Latex file is not updated when using the option numfig = True.

How to Reproduce

The bug can be reproduced with the following bash code:

# generate a default project
sphinx-quickstart --no-sep -p "myproject" -a test -r "" -l en
# add numfig = True option to conf.py
echo -e "\nnumfig=True" >> conf.py
# build latex & print main latex file modification time
make latex && ls _build/latex/myproject.tex --full-time
# now add a change to index.rst
echo -e "\n*new change*" >> index.rst
# build latex & print main latex file modification time again
make latex && ls _build/latex/myproject.tex --full-time

In the code above, after updating index.rst, when running make latex && ls _build/latex/myproject.tex --full-time the file myproject.tex is not updated.

The output of make latex in the terminal seems normal (I see no difference with respect to running without setting numfig = True, just that the tex file is not updated),

The workaround for this is running sphinx-build the -E option (don't use a saved environment): sphinx-build -E -b latex . _build/latex/

Environment Information

Platform:              linux; (Linux-6.2.14-300.fc38.x86_64-x86_64-with-glibc2.37)
Python version:        3.11.3 (main, Apr  5 2023, 00:00:00) [GCC 13.0.1 20230401 (Red Hat 13.0.1-0)])
Python implementation: CPython
Sphinx version:        7.0.1
Docutils version:      0.19
Jinja2 version:        3.1.2
Pygments version:      2.14.0

Sphinx extensions

No response

Additional context

No response

@zoranbosnjak
Copy link

We have noticed the same problem when upgrading from sphinx 3.2.1 (the problem was not present) to 7.0.0.
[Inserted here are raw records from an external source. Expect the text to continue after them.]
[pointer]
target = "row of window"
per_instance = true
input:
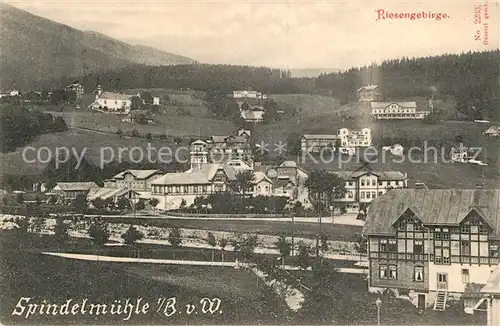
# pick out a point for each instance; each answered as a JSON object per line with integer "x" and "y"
{"x": 394, "y": 111}
{"x": 364, "y": 183}
{"x": 369, "y": 194}
{"x": 391, "y": 272}
{"x": 183, "y": 189}
{"x": 441, "y": 233}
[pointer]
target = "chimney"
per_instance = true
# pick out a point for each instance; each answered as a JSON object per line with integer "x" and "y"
{"x": 420, "y": 185}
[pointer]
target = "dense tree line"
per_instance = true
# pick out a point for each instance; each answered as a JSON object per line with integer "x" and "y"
{"x": 205, "y": 77}
{"x": 471, "y": 78}
{"x": 18, "y": 126}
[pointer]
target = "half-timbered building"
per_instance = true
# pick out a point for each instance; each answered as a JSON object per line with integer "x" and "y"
{"x": 432, "y": 244}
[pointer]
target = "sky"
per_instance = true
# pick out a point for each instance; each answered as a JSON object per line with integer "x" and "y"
{"x": 282, "y": 34}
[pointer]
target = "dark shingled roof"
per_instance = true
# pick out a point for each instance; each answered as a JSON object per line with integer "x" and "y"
{"x": 433, "y": 207}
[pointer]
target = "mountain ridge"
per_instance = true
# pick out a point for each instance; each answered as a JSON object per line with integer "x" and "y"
{"x": 36, "y": 49}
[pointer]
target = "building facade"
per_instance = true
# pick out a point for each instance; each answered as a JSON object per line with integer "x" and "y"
{"x": 138, "y": 180}
{"x": 397, "y": 111}
{"x": 369, "y": 93}
{"x": 364, "y": 186}
{"x": 65, "y": 192}
{"x": 316, "y": 143}
{"x": 432, "y": 243}
{"x": 77, "y": 88}
{"x": 354, "y": 138}
{"x": 112, "y": 102}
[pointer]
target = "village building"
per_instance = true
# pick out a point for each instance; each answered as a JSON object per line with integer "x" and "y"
{"x": 113, "y": 194}
{"x": 364, "y": 186}
{"x": 397, "y": 111}
{"x": 138, "y": 180}
{"x": 77, "y": 88}
{"x": 315, "y": 143}
{"x": 354, "y": 138}
{"x": 491, "y": 292}
{"x": 65, "y": 192}
{"x": 460, "y": 154}
{"x": 434, "y": 244}
{"x": 111, "y": 102}
{"x": 230, "y": 146}
{"x": 205, "y": 178}
{"x": 288, "y": 180}
{"x": 369, "y": 93}
{"x": 254, "y": 114}
{"x": 493, "y": 131}
{"x": 247, "y": 94}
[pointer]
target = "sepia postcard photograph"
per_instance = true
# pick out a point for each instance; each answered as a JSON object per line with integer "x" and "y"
{"x": 198, "y": 162}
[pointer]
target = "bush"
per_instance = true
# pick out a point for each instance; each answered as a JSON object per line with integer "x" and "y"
{"x": 99, "y": 233}
{"x": 211, "y": 239}
{"x": 132, "y": 235}
{"x": 174, "y": 237}
{"x": 61, "y": 231}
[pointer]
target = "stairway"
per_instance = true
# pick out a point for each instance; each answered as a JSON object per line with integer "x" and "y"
{"x": 440, "y": 303}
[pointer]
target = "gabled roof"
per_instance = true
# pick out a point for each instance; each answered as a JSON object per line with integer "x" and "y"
{"x": 76, "y": 186}
{"x": 114, "y": 96}
{"x": 105, "y": 193}
{"x": 319, "y": 136}
{"x": 278, "y": 183}
{"x": 138, "y": 174}
{"x": 380, "y": 105}
{"x": 493, "y": 129}
{"x": 203, "y": 176}
{"x": 433, "y": 207}
{"x": 382, "y": 175}
{"x": 261, "y": 176}
{"x": 493, "y": 284}
{"x": 368, "y": 88}
{"x": 252, "y": 114}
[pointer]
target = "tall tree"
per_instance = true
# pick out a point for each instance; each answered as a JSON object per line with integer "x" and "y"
{"x": 243, "y": 182}
{"x": 325, "y": 187}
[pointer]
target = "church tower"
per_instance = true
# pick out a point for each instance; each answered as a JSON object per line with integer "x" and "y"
{"x": 198, "y": 154}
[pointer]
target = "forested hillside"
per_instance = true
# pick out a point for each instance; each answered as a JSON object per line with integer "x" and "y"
{"x": 473, "y": 79}
{"x": 205, "y": 77}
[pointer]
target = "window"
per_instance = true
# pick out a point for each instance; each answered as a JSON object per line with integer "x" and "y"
{"x": 383, "y": 245}
{"x": 446, "y": 255}
{"x": 465, "y": 276}
{"x": 383, "y": 271}
{"x": 393, "y": 245}
{"x": 393, "y": 272}
{"x": 418, "y": 247}
{"x": 418, "y": 274}
{"x": 465, "y": 248}
{"x": 493, "y": 250}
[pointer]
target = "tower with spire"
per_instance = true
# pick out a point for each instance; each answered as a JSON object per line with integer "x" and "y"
{"x": 198, "y": 155}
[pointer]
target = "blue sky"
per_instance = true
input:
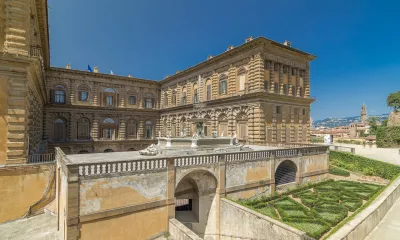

Since the steps to reproduce are exact and there exists working/non-working pair of releases, it should be possible to use git bisect or something alike to narrow down to the change, where the problem was introduced. From there, it is usually easy to resolve it.

@tombolano
Copy link
Author

I ran git bisect as suggested by @zoranbosnjak, I used master as the good commit and v5.0.0 as the bad. I used the following code to run it automatically:

#!/bin/bash

# setup virtual environment and install sphinx
python -m venv .venv
source .venv/bin/activate
pip install -e .

mkdir .venv/test
cd .venv/test

# generate a default project
sphinx-quickstart --no-sep -p "myproject" -a test -r "" -l en

# add numfig = True option to conf.py
echo -e "\nnumfig=True" >> conf.py

# build latex & get latex file modification time
make latex
file_modification_time_1="$(stat _build/latex/myproject.tex --printf=%y)"

# add a change to index.rst
echo -e "\n*new change*" >> index.rst

# build latex & get main latex file modification time again
make latex
file_modification_time_2="$(stat _build/latex/myproject.tex --printf=%y)"

# clean virtual environment
deactivate
cd ../..
rm -rf .venv

# print result
if [ "$file_modification_time_1" == "$file_modification_time_2" ]; then
	exit 1 # bad
else
	exit 0 # good
fi

The result was:

a9b0f2708b67a355c5f4969ccbbe9bd695518805 is the first bad commit
commit a9b0f2708b67a355c5f4969ccbbe9bd695518805
Author: Adam Turner <9087854+aa-turner@users.noreply.github.com>
Date:   Wed Jan 4 04:22:20 2023 +0000

    Cache doctrees more efficiently

 sphinx/environment/__init__.py         | 23 ++++++++++++++---------
 sphinx/environment/adapters/toctree.py |  2 +-
 sphinx/testing/util.py                 |  4 ++++
 tests/test_build_gettext.py            |  3 ++-
 tests/test_build_html.py               |  2 +-
 tests/test_build_latex.py              |  2 +-
 tests/test_ext_math.py                 |  4 ++--
 7 files changed, 25 insertions(+), 15 deletions(-)
bisect found first bad commit

That commit introduced some changes related to the reading of the toctree from cache, but it is not clear to me where exactly is the bug.

@zoranbosnjak
Copy link

@AA-Turner, since commit a9b0f27, the make latex does not detect change in .rst input files (when the numfig = True in the configuration) and so the documentation project is not recompiled correctly. Could you please check?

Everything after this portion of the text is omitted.